La noche que un millonario echó a patadas a una niña tiritando en la nieve, creyó estar expulsando a una mendiga más… hasta que vio en su muñeca la pulsera que él mismo enterró con su hijo.
El silencio en la finca de los Serrano no era un silencio tranquilo; era denso, sofocante y caro. Era el tipo de silencio que solo se compra con miles de millones de euros y décadas dedicadas a alejar a la gente.
Afuera, el viento de la sierra rugía como un animal herido, lanzando la nieve contra los grandes ventanales blindados del ático. Dentro, sin embargo, la temperatura se mantenía en veintidós grados exactos, controlada por un sistema que costaba más que un piso en el centro de Madrid.

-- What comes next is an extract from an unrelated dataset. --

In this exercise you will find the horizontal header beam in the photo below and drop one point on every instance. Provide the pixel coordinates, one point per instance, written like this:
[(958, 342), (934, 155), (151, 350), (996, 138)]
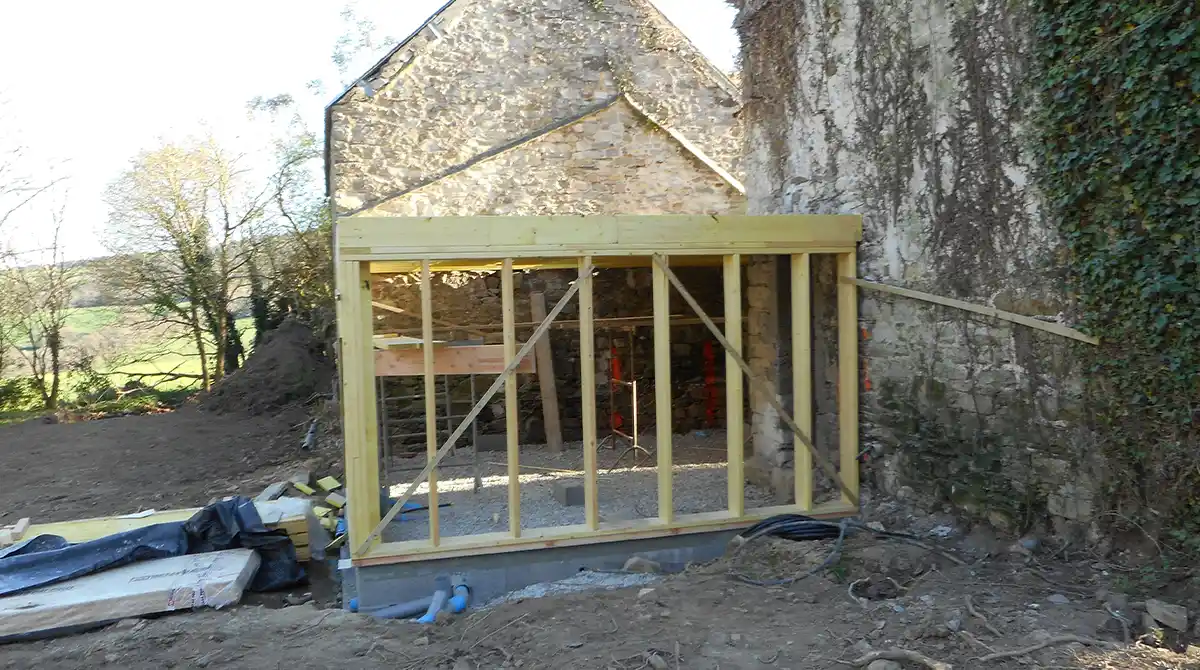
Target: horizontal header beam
[(523, 237)]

Arturo Serrano estaba sentado en su sillón de cuero de respaldo alto, con una copa de whisky de cincuenta años apoyada, intacta, sobre el escritorio de caoba. A sus setenta y cinco años, Arturo parecía tallado en granito. Su rostro era un mapa de arrugas profundas, cada una un recuerdo de una batalla ganada en el mundo de los negocios, cada una un testimonio de su filosofía implacable: la debilidad es un pecado, y la pobreza es una elección.
Miró su reloj. Era Nochebuena. Para Arturo, no significaba nada especial. Era simplemente 24 de diciembre, el cierre del cuarto trimestre fiscal. Abajo, el servicio se movía como fantasmas, aterrorizados de hacer el más mínimo ruido que pudiera molestar al dueño de la casa. Conocían las historias. Sabían del hijo, Daniel, al que habían expulsado de ese mismo despacho diez años atrás por tener la osadía de querer ser pintor en lugar de director general. Sabían que Arturo no le había dirigido la palabra desde entonces.
El interfono zumbó, rompiendo el silencio. Era la voz temblorosa del jefe de seguridad.
—Señor —dijo Marcos—, el coche ya está listo para la gala.
Arturo gruñó, se bebió el whisky de un trago que le quemó la garganta y se levantó. Odiaba la gala de Navidad. No era más que un desfile de aduladores y cazafortunas fingiendo preocuparse por la caridad mientras bebían champán que costaba más que el sueldo anual de una enfermera. Pero Arturo iba por las deducciones fiscales y por la imagen. En su mundo, la imagen era una moneda más.
Bajó la gran escalera de mármol, abrochándose el abrigo de cachemira. El aire que se colaba por la puerta principal era cortante.
Cuando las pesadas puertas de madera se abrieron, la tormenta de nieve le dio una bofetada de hielo. Su limusina, una bestia negra y reluciente, esperaba en la entrada, expulsando nubes de vapor al cielo oscuro.
Arturo avanzó hacia el coche con paso firme, la vista fija al frente. No miró la nieve. No miró las luces ni las decoraciones de Navidad. No miró nada más que el camino hacia su siguiente obligación.
Pero el camino estaba bloqueado… por alguien que no debería estar allí.